The speech test was conducted in a quiet room with a noise level typically less than 40 dB (re 20 µPa). Speech audio files were played to subjects via calibrated headphones at 61 dB (re 20 µPa). A practice test with three sentences, each under a different phase distortion condition that subjects may come across in the test, were played first to the subjects so that they could familiarize themselves with the process. Next, ten new sets of sentences (two sets for each sentence types from S2 to S6) were played in a random order. Subjects were asked to repeat what they heard as accurately as possible after every sentence. Also, during the test, subjects were encouraged to describe their experience of the audio files, including pitch, timber and gender recognition.

The QuickSIN™ user manual provides a score sheet for each of the sentences, which was used for evaluation. Percentages of correct meaningful words repeated by subjects were calculated as the score for each sentence. To evaluate performance difference among different phase distortion conditions, the correctness of all SNR levels within the same phase-changing condition were summed and then compared for statistical analysis.

Animal experiments and approach

Ethics statement

10 albino guinea pigs (200–800 g) of either sex were used in the experiments. Care and use of animals were carried out in accordance with the NIH Guide for the Care and Use of Laboratory Animals and were approved by the Animal Care and Use Committee of Northwestern University.

Surgery and electrode placement

Surgical procedures have been routinely performed in our laboratory57,58,59. Animals were anesthetized and the inferior colliculus of the guinea pigs was surgically accessed. A 16-channel thin film microelectrode (NeuroNexus, Ann Arbor, MI) was inserted for recordings into the central nucleus of the ICC perpendicular to its iso-frequency planes.

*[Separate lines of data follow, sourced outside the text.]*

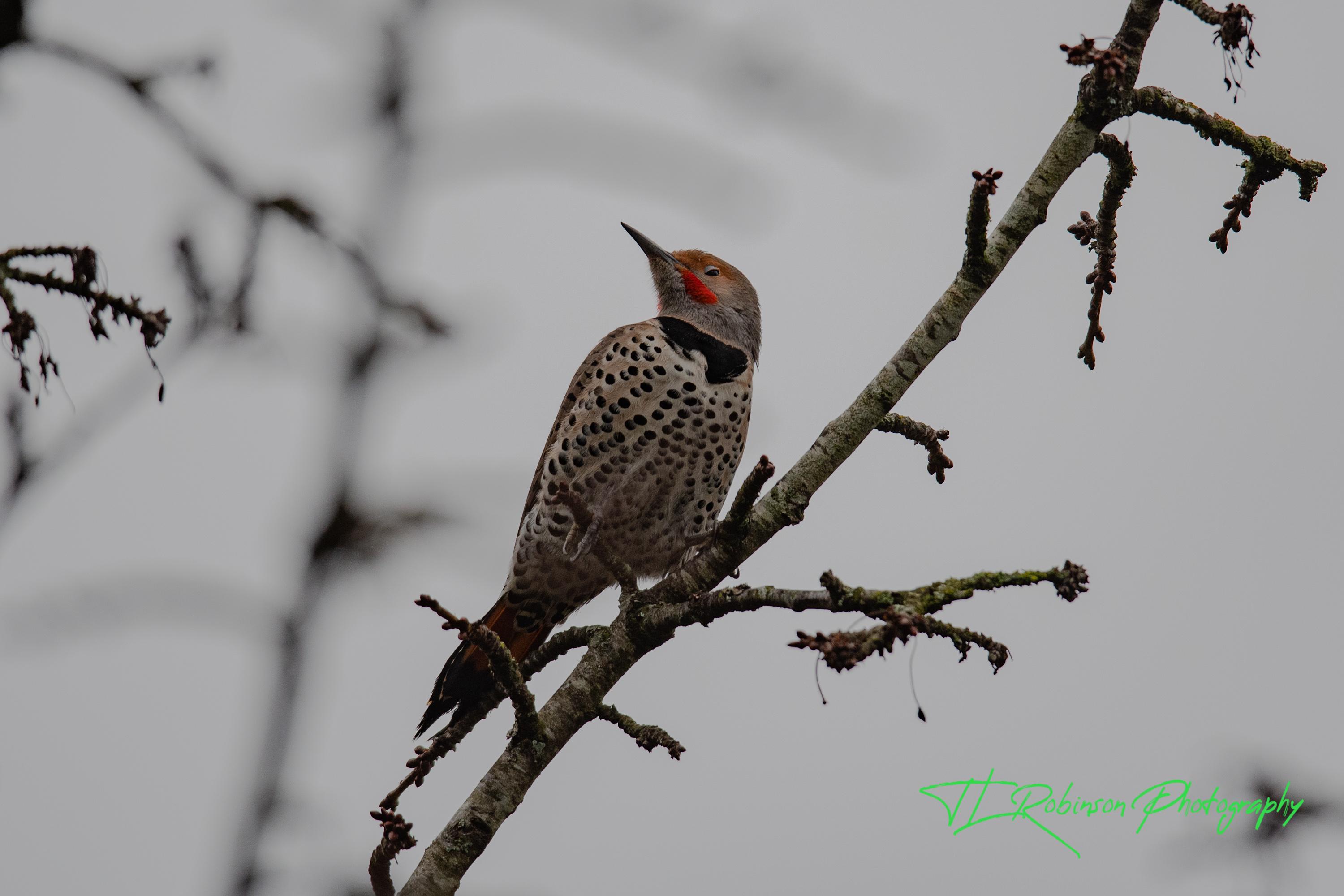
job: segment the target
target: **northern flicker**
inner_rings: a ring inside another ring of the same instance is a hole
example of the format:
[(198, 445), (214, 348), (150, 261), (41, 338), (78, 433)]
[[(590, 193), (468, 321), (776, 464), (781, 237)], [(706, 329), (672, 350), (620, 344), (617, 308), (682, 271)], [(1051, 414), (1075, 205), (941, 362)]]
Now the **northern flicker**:
[[(761, 353), (755, 289), (708, 253), (668, 253), (621, 226), (648, 255), (659, 313), (607, 333), (560, 402), (504, 592), (484, 618), (517, 660), (616, 583), (590, 551), (598, 535), (636, 575), (665, 575), (712, 533), (742, 459)], [(593, 516), (585, 532), (554, 500), (562, 482)], [(415, 736), (492, 684), (484, 653), (464, 642)]]

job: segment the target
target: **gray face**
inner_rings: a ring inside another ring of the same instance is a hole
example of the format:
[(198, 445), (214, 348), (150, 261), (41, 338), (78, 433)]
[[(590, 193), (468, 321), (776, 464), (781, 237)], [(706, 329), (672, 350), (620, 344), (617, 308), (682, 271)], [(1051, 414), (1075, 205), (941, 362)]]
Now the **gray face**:
[(699, 249), (668, 253), (633, 227), (622, 227), (649, 257), (660, 314), (741, 348), (753, 364), (759, 360), (761, 304), (742, 271)]

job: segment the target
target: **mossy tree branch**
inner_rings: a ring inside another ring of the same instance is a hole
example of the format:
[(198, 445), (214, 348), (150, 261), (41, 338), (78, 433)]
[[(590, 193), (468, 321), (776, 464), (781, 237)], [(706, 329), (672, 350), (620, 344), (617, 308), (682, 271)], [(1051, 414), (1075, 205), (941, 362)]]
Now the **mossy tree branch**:
[[(1107, 47), (1109, 52), (1098, 52), (1083, 60), (1093, 69), (1079, 85), (1079, 98), (1073, 114), (1055, 134), (997, 226), (986, 235), (984, 247), (981, 249), (977, 235), (980, 215), (973, 195), (972, 210), (968, 212), (965, 261), (969, 263), (958, 269), (953, 282), (910, 337), (763, 497), (751, 504), (755, 490), (763, 488), (766, 478), (758, 474), (758, 465), (734, 501), (728, 514), (731, 525), (720, 527), (718, 536), (683, 568), (630, 599), (622, 599), (616, 619), (587, 641), (587, 650), (575, 669), (538, 712), (547, 739), (527, 746), (515, 739), (505, 747), (444, 830), (426, 846), (401, 891), (403, 896), (442, 896), (456, 892), (462, 875), (570, 737), (607, 712), (603, 709), (605, 699), (617, 681), (641, 657), (665, 643), (683, 626), (708, 625), (730, 613), (763, 607), (860, 611), (882, 621), (878, 626), (880, 631), (867, 634), (868, 641), (863, 647), (868, 650), (866, 656), (883, 646), (888, 633), (892, 638), (899, 638), (900, 631), (909, 637), (911, 630), (919, 630), (952, 639), (962, 656), (970, 645), (980, 645), (997, 669), (1008, 657), (1007, 647), (980, 633), (933, 619), (930, 614), (977, 591), (1008, 586), (1051, 582), (1056, 594), (1066, 600), (1073, 600), (1086, 590), (1086, 572), (1071, 563), (1047, 571), (989, 572), (949, 579), (911, 591), (851, 588), (833, 575), (823, 576), (823, 588), (812, 591), (747, 586), (715, 588), (775, 533), (802, 521), (817, 489), (883, 423), (933, 359), (957, 339), (966, 316), (1023, 242), (1046, 220), (1050, 203), (1060, 187), (1097, 150), (1101, 129), (1134, 111), (1134, 81), (1161, 5), (1161, 0), (1130, 0), (1125, 19)], [(980, 180), (982, 176), (977, 176), (977, 185)], [(750, 510), (746, 510), (749, 504)], [(454, 721), (448, 729), (456, 725)]]

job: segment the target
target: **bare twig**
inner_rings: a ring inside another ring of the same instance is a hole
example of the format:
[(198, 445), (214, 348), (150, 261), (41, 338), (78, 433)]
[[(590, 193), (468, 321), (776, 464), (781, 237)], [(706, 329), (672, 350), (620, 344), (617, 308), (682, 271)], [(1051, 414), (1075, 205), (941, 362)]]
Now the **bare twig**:
[(1059, 44), (1064, 51), (1064, 59), (1071, 66), (1091, 66), (1093, 75), (1101, 82), (1114, 82), (1125, 74), (1128, 60), (1124, 50), (1116, 46), (1098, 47), (1095, 38), (1079, 35), (1079, 43), (1068, 46)]
[(609, 703), (598, 704), (597, 717), (603, 721), (610, 721), (613, 725), (630, 735), (630, 737), (634, 739), (636, 746), (642, 747), (649, 752), (653, 752), (655, 747), (663, 747), (673, 759), (680, 759), (681, 754), (685, 752), (685, 747), (679, 744), (668, 732), (663, 731), (657, 725), (641, 725)]
[(1239, 149), (1247, 159), (1255, 163), (1257, 169), (1265, 181), (1274, 180), (1282, 172), (1290, 171), (1297, 175), (1298, 197), (1310, 201), (1316, 192), (1316, 184), (1325, 173), (1325, 165), (1318, 161), (1301, 160), (1293, 156), (1293, 150), (1281, 146), (1269, 137), (1253, 137), (1242, 130), (1231, 118), (1223, 118), (1216, 113), (1208, 113), (1192, 102), (1187, 102), (1161, 87), (1140, 87), (1133, 94), (1133, 111), (1146, 116), (1177, 121), (1189, 125), (1204, 140), (1215, 146), (1227, 144)]
[(966, 208), (966, 254), (961, 259), (964, 277), (972, 277), (985, 263), (985, 247), (989, 244), (989, 197), (999, 192), (1001, 171), (986, 168), (984, 173), (970, 172), (976, 185), (970, 188), (970, 206)]
[(495, 681), (504, 688), (504, 693), (508, 695), (509, 701), (513, 704), (517, 737), (523, 740), (544, 740), (546, 732), (536, 717), (536, 697), (527, 689), (527, 680), (523, 678), (523, 670), (519, 668), (517, 661), (513, 660), (513, 654), (509, 653), (508, 645), (488, 625), (453, 615), (427, 594), (422, 594), (415, 600), (415, 606), (429, 607), (442, 617), (445, 631), (453, 629), (461, 633), (464, 641), (470, 641), (485, 652), (485, 657), (491, 661), (491, 672), (495, 673)]
[[(23, 259), (34, 261), (38, 258), (58, 257), (70, 262), (69, 278), (58, 277), (55, 270), (39, 274), (24, 270), (15, 263)], [(94, 340), (108, 337), (105, 316), (110, 317), (113, 324), (122, 321), (126, 324), (132, 321), (137, 322), (146, 355), (149, 355), (149, 349), (159, 345), (168, 332), (171, 318), (164, 309), (149, 310), (134, 296), (129, 298), (112, 296), (98, 286), (97, 277), (98, 255), (87, 246), (38, 246), (11, 249), (0, 253), (0, 301), (4, 302), (8, 317), (0, 332), (4, 333), (4, 337), (9, 343), (9, 353), (13, 356), (13, 360), (19, 363), (19, 387), (24, 392), (32, 391), (32, 383), (30, 382), (32, 371), (24, 360), (24, 351), (28, 340), (38, 334), (38, 321), (31, 313), (19, 308), (17, 298), (9, 286), (11, 282), (40, 286), (48, 293), (55, 292), (83, 300), (89, 312), (89, 332), (93, 333)], [(42, 337), (38, 336), (38, 340), (40, 343)], [(159, 368), (152, 355), (149, 356), (149, 363), (155, 369)], [(46, 344), (38, 352), (38, 375), (43, 383), (47, 382), (48, 375), (60, 375), (56, 361)], [(35, 398), (40, 400), (40, 396)], [(163, 398), (164, 390), (160, 386), (159, 400), (161, 402)]]
[(737, 497), (732, 498), (732, 506), (728, 508), (723, 523), (719, 524), (719, 529), (724, 535), (737, 535), (742, 531), (747, 516), (751, 514), (751, 506), (761, 497), (761, 489), (765, 488), (771, 476), (774, 476), (774, 463), (770, 463), (770, 458), (762, 454), (757, 465), (747, 473), (747, 477), (742, 480), (742, 488), (738, 489)]
[(921, 631), (930, 638), (941, 637), (952, 641), (952, 645), (961, 652), (961, 662), (965, 662), (972, 645), (982, 647), (989, 656), (989, 665), (993, 668), (995, 674), (999, 673), (1012, 656), (1008, 647), (988, 635), (914, 613), (909, 607), (887, 607), (876, 618), (882, 619), (882, 625), (857, 631), (840, 630), (829, 634), (823, 631), (816, 634), (798, 631), (798, 639), (790, 642), (789, 646), (802, 650), (816, 650), (821, 656), (823, 662), (836, 672), (853, 669), (874, 654), (879, 657), (887, 654), (895, 647), (896, 641), (906, 643), (913, 635)]
[(547, 638), (546, 643), (523, 657), (523, 662), (519, 664), (523, 670), (523, 680), (528, 681), (570, 650), (589, 646), (594, 638), (606, 631), (606, 626), (574, 626), (563, 631), (556, 631)]
[(1251, 216), (1251, 203), (1266, 180), (1255, 167), (1254, 159), (1243, 161), (1242, 168), (1246, 169), (1246, 173), (1242, 175), (1242, 185), (1236, 189), (1236, 195), (1223, 203), (1223, 208), (1227, 210), (1227, 218), (1223, 219), (1222, 227), (1208, 235), (1208, 242), (1218, 246), (1218, 251), (1224, 254), (1227, 253), (1227, 235), (1232, 231), (1242, 232), (1241, 219)]
[(942, 443), (952, 435), (948, 430), (935, 430), (927, 423), (905, 416), (903, 414), (887, 414), (872, 427), (878, 433), (898, 433), (915, 445), (922, 445), (929, 451), (929, 473), (938, 484), (948, 481), (946, 470), (952, 469), (952, 458), (943, 454)]

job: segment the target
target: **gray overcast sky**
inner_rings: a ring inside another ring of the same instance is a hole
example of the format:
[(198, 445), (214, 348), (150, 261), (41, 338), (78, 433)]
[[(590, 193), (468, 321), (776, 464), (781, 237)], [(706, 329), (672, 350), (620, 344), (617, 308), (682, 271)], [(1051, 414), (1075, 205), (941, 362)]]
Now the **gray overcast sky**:
[[(751, 278), (765, 345), (747, 454), (790, 463), (946, 286), (970, 169), (1007, 172), (997, 216), (1067, 116), (1079, 70), (1058, 44), (1111, 34), (1124, 3), (716, 0), (663, 7), (672, 20), (645, 43), (607, 4), (542, 7), (452, 4), (417, 32), (422, 142), (382, 251), (456, 337), (378, 377), (358, 489), (379, 505), (427, 500), (452, 523), (325, 603), (266, 893), (363, 880), (376, 841), (367, 811), (399, 776), (453, 646), (413, 598), (472, 615), (495, 600), (569, 376), (602, 333), (653, 313), (618, 222)], [(32, 28), (130, 64), (216, 52), (216, 79), (173, 85), (167, 101), (255, 181), (298, 184), (353, 228), (376, 189), (359, 91), (386, 8), (48, 0)], [(1253, 11), (1265, 55), (1235, 106), (1210, 28), (1172, 4), (1142, 83), (1339, 171), (1344, 12)], [(751, 54), (781, 48), (784, 67), (761, 77), (797, 78), (796, 110), (732, 87)], [(952, 430), (948, 482), (934, 484), (918, 449), (874, 437), (805, 524), (742, 570), (757, 584), (810, 587), (833, 568), (906, 587), (1068, 557), (1087, 566), (1091, 591), (1073, 604), (1040, 587), (950, 609), (1013, 658), (992, 676), (980, 653), (958, 665), (946, 642), (921, 643), (927, 724), (905, 652), (823, 674), (820, 704), (812, 657), (785, 643), (833, 618), (758, 613), (684, 631), (613, 693), (685, 744), (681, 762), (589, 727), (464, 892), (1266, 892), (1267, 866), (1232, 834), (1215, 842), (1211, 821), (1159, 817), (1136, 836), (1129, 818), (1063, 819), (1075, 858), (1027, 823), (954, 837), (919, 794), (992, 768), (1073, 782), (1083, 797), (1130, 799), (1189, 778), (1198, 795), (1216, 785), (1241, 798), (1266, 767), (1344, 799), (1332, 762), (1344, 735), (1332, 642), (1344, 623), (1341, 175), (1310, 204), (1294, 180), (1269, 184), (1219, 255), (1207, 234), (1239, 154), (1157, 120), (1111, 130), (1128, 136), (1138, 177), (1097, 369), (1075, 357), (1093, 261), (1064, 232), (1079, 208), (1095, 212), (1094, 159), (899, 407)], [(237, 206), (128, 97), (34, 54), (0, 56), (0, 246), (95, 246), (110, 286), (167, 304), (168, 341), (180, 339), (190, 308), (172, 238), (196, 228), (223, 275)], [(259, 336), (177, 364), (165, 345), (161, 406), (133, 333), (95, 348), (66, 300), (26, 294), (70, 395), (54, 387), (34, 415), (39, 445), (95, 414), (117, 376), (142, 388), (0, 532), (4, 892), (222, 891), (273, 674), (257, 619), (292, 595), (320, 513), (331, 367), (355, 306), (344, 267), (277, 230), (261, 259)], [(613, 613), (607, 595), (574, 621)], [(492, 716), (403, 799), (422, 840), (508, 724)], [(1273, 866), (1277, 892), (1335, 892), (1340, 834), (1294, 838)], [(398, 881), (418, 854), (403, 856)]]

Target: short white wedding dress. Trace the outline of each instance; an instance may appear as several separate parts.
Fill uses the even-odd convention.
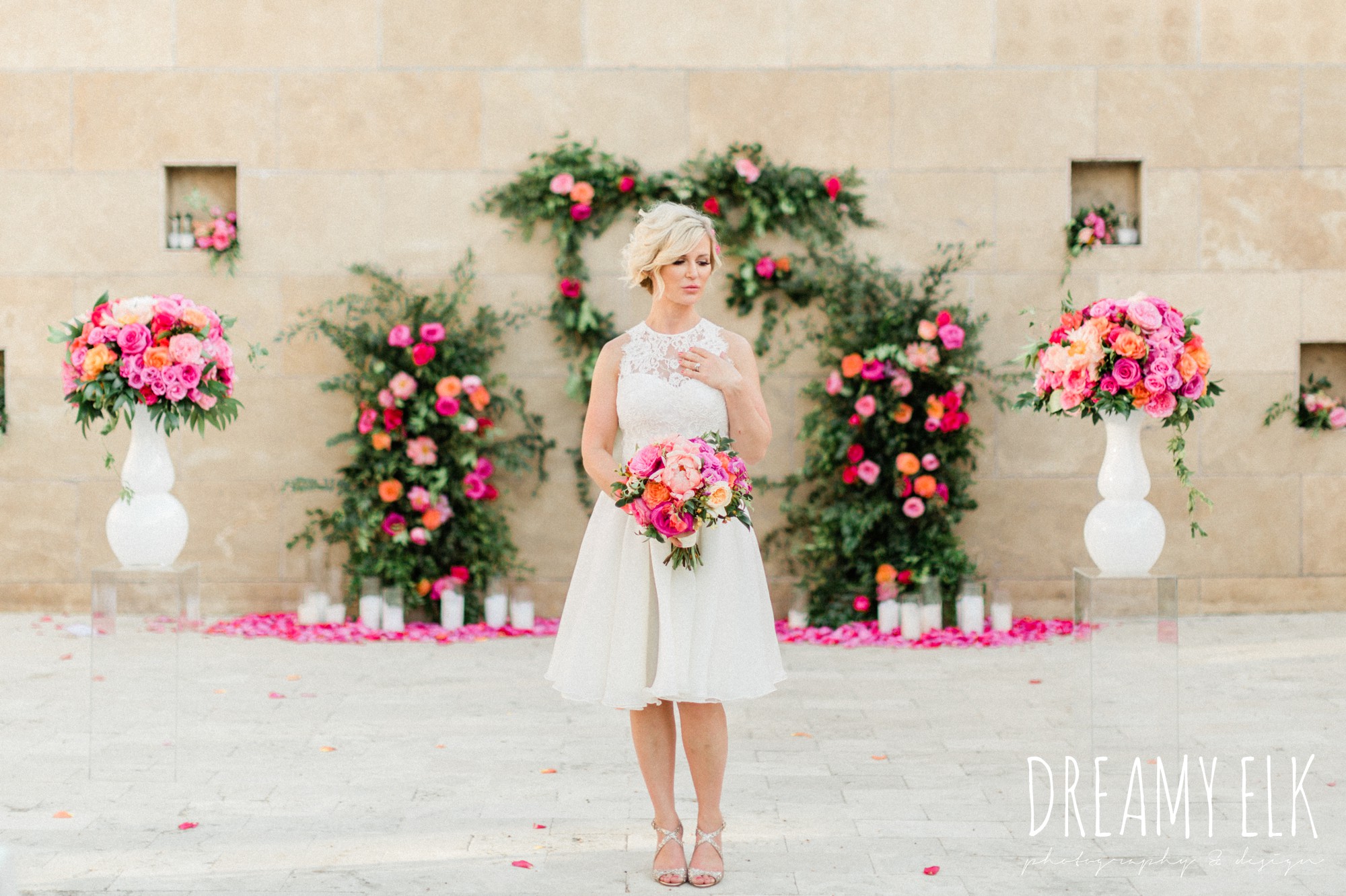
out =
[[[678,352],[692,346],[724,355],[720,327],[703,318],[684,332],[661,334],[639,323],[626,335],[616,381],[619,463],[668,436],[728,433],[724,394],[678,373]],[[736,519],[712,526],[700,537],[703,565],[676,569],[664,564],[669,546],[635,529],[635,518],[602,492],[546,678],[565,697],[619,709],[775,690],[785,669],[756,534]]]

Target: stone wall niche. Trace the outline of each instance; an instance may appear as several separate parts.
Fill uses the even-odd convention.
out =
[[[199,192],[206,207],[219,206],[225,211],[238,210],[238,168],[236,165],[164,165],[164,242],[168,249],[192,249],[186,238],[174,239],[175,233],[183,237],[191,233],[187,221],[202,217],[201,209],[191,204],[194,192]]]
[[[1140,163],[1139,161],[1071,161],[1070,214],[1086,206],[1110,202],[1117,210],[1117,244],[1140,245]],[[1135,239],[1128,242],[1128,227]]]

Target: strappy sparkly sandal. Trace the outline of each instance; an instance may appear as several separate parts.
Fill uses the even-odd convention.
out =
[[[724,850],[720,849],[720,845],[717,842],[715,842],[715,838],[720,837],[721,834],[724,834],[724,825],[723,823],[720,823],[720,826],[716,827],[715,830],[712,830],[709,834],[705,833],[704,830],[701,830],[700,827],[697,827],[696,829],[696,846],[700,846],[701,844],[709,844],[715,849],[715,852],[717,852],[720,854],[720,861],[723,862],[724,861]],[[696,853],[696,846],[692,848],[693,853]],[[693,877],[709,877],[711,883],[709,884],[697,884],[695,880],[692,880]],[[688,868],[686,869],[686,880],[688,880],[689,884],[692,884],[692,887],[697,887],[700,889],[705,889],[707,887],[715,887],[721,880],[724,880],[724,872],[723,870],[708,872],[708,870],[701,870],[700,868]]]
[[[678,822],[677,831],[665,830],[665,829],[660,827],[658,822],[653,822],[653,821],[650,822],[650,827],[653,827],[660,834],[662,834],[662,838],[660,838],[660,845],[654,848],[654,857],[656,858],[658,858],[660,850],[664,849],[664,845],[666,842],[669,842],[670,839],[677,841],[678,846],[682,845],[682,823],[681,822]],[[665,887],[681,887],[682,884],[686,883],[686,865],[682,865],[680,868],[654,868],[651,870],[651,873],[654,874],[654,883],[664,884]],[[666,880],[664,880],[669,874],[677,874],[677,881],[670,884]]]

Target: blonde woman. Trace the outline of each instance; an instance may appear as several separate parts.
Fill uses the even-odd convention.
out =
[[[637,534],[612,483],[637,448],[672,435],[724,433],[744,463],[759,463],[771,421],[748,342],[697,313],[720,264],[715,223],[660,203],[641,213],[625,261],[630,285],[650,295],[650,311],[607,343],[594,367],[583,455],[603,494],[584,531],[546,678],[572,700],[631,710],[660,834],[654,877],[669,887],[713,887],[724,876],[721,704],[760,697],[785,678],[762,554],[755,534],[730,521],[701,533],[703,565],[664,565],[668,545]],[[690,857],[673,798],[678,722],[697,802]]]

A detailed description of the anesthesia and the animal monitoring is provided in the supplementary information.

Measurements

After a stable single unit in the ICC was identified, its BF was determined (detailed information seen in the supplementary information). Next, a sequence of 6 speech sentences was played to the left ear while the neural activity was recorded. S1 is the original speech sentence from the HINT test, “the silly boy is hiding”. S2 to S6 were reconstructed based on the signal processing method described earlier. For each identified neural unit, the speech sentence sequence was repeated at least 100 times to achieve a sufficient number of action potentials for analysis. The timing of the action potential of individual ICC single units was sorted offline and transferred as neural pulses for analysis (see also data analysis below).

Data analysis

Firstly, neural coding of TFS was investigated. Sentences were divided into time sections based on the spectral properties to study the phase locking in ICC neurons. For example, a 200 ms time section containing “o” from “the silly boy is hiding” was selected for all six sentences (Fig. 3). A Fourier transformation was performed on the selected speech sentence section to extract the periodic patterns of TFS (Figs 1 and 3). The phase locking patterns to the periodic patterns of TFS could be derived from the spectral analysis of the neural PSTH. A Fourier transformation of the PSTH was evaluated. If dominating peaks were observed in the spectra (Fig. 3a,c,d), the positions of these frequency peaks were taken to represent the frequencies at which neurons showed phase locking. SI was calculated to examine phase locking strength for each frequency of interests. A CC index could be calculated between the spectra of the acoustic signal and neural PSTHs. If no dominating peaks could be observed, phase locking was considered as absent.